Thursday, January 15, 2009

Obama's Treasury Secretary Owed $26K in Taxes, but it's OK

From LATimes.com:

Uh, it seems that Democrat Barack Obama's secretary of the Treasury-designate owed something like $34,000 in back taxes when he was picked to head the nation's financial system.

Uh, it seems Timothy Geithner owed the back taxes because the would-be member of the president's new Cabinet employed a housekeeper who became an illegal immigrant while working for him. And Geithner did not pay self-employment taxes for several years until the IRS audited him.

It seems the Obama transition team discovered the back taxes while researching the nominee, unlike the federal grand jury investigation of now former would-be secretary of Commerce-designate Bill Richardson.

It seems that such legal problems have derailed would-be Cabinet members in the past -- think Zoe Baird and Kimba Wood for Bill Clinton and Linda Chavez for George W. Bush.

It seems that Obama spokesmen are calling the nonpayment of thousands of dollars in back taxes for years a minor thing. One news report described it as "a speed bump." Sam Stein over at HuffingtonPost calls it an "embarrassing public relations headache" but really a mistake "quite common in nature."

For a secretary of the Treasury? A Federal Reserve president? Somebody who, now that Bill Richardson is stuck in Santa Fe, is gonna mastermind the economic recovery?

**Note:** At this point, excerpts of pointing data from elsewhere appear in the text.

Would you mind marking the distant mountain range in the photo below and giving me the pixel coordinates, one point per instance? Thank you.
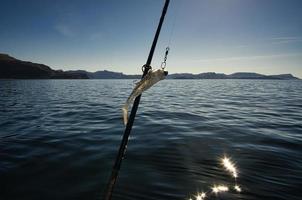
(12, 68)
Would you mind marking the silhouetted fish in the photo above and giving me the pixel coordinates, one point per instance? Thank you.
(148, 81)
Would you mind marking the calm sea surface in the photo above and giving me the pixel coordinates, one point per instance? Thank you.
(59, 139)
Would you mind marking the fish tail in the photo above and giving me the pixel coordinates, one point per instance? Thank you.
(125, 114)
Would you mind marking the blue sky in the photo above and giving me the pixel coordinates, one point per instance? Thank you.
(205, 35)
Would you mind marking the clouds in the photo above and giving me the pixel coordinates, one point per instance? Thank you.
(64, 30)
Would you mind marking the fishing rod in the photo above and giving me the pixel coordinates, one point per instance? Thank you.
(123, 145)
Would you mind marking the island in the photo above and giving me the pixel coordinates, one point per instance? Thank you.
(12, 68)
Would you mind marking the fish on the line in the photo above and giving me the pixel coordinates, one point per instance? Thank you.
(148, 81)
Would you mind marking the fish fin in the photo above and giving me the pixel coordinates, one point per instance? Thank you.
(125, 115)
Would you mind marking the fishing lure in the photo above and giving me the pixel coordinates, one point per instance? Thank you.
(148, 81)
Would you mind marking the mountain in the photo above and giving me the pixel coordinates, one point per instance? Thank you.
(105, 74)
(11, 67)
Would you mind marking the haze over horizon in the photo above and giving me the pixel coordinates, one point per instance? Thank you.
(207, 36)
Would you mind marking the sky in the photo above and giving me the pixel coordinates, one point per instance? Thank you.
(222, 36)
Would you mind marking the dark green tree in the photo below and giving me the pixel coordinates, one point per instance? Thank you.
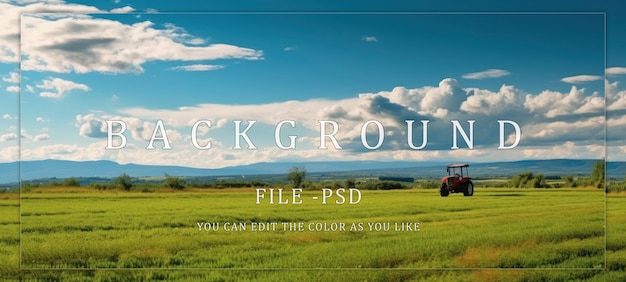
(71, 182)
(597, 174)
(296, 175)
(124, 182)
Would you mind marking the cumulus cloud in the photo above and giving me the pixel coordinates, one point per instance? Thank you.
(41, 137)
(14, 89)
(198, 67)
(552, 104)
(369, 38)
(490, 73)
(556, 113)
(10, 16)
(581, 78)
(61, 86)
(125, 9)
(84, 44)
(616, 99)
(8, 137)
(13, 77)
(616, 71)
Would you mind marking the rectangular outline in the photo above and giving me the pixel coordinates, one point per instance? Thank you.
(604, 268)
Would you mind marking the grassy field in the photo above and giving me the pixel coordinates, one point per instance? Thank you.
(520, 230)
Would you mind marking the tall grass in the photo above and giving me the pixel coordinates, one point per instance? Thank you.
(499, 228)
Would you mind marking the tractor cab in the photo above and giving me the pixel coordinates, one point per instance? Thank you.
(458, 180)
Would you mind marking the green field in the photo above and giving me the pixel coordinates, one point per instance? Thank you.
(521, 230)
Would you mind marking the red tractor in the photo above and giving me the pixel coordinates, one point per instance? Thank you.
(457, 181)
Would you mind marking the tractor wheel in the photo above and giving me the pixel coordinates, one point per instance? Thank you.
(469, 190)
(443, 190)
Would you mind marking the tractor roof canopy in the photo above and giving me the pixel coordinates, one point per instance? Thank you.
(458, 165)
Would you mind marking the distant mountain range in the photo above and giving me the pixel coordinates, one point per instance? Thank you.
(108, 169)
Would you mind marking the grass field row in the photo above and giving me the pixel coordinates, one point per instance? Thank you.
(517, 230)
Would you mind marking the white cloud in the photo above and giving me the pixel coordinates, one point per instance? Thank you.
(581, 78)
(83, 44)
(41, 137)
(548, 120)
(198, 67)
(9, 153)
(490, 73)
(369, 38)
(616, 100)
(553, 104)
(8, 137)
(125, 9)
(14, 77)
(10, 17)
(14, 89)
(616, 70)
(506, 100)
(61, 86)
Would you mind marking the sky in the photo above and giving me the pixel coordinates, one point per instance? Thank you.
(552, 72)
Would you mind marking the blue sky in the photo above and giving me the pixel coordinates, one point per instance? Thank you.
(542, 70)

Oh, and for someone whose department includes the Internal Revenue Service?

It seems that the Obama team's talking points focus on the words "honest mistakes."

Incoming White House press secretary Robert Gibbs says of Geithner, "He's dedicated his career to our country and served with honor, intelligence and distinction. That service should not be tarnished by honest mistakes, which, upon learning of them, he quickly addressed."


So you're a bank president walking out of the store with a $34,000 candy bar you did not pay for. A large person with a gun points that out. So you pay the $34 Gs. And that makes it obviously unintentional and an "honest mistake"?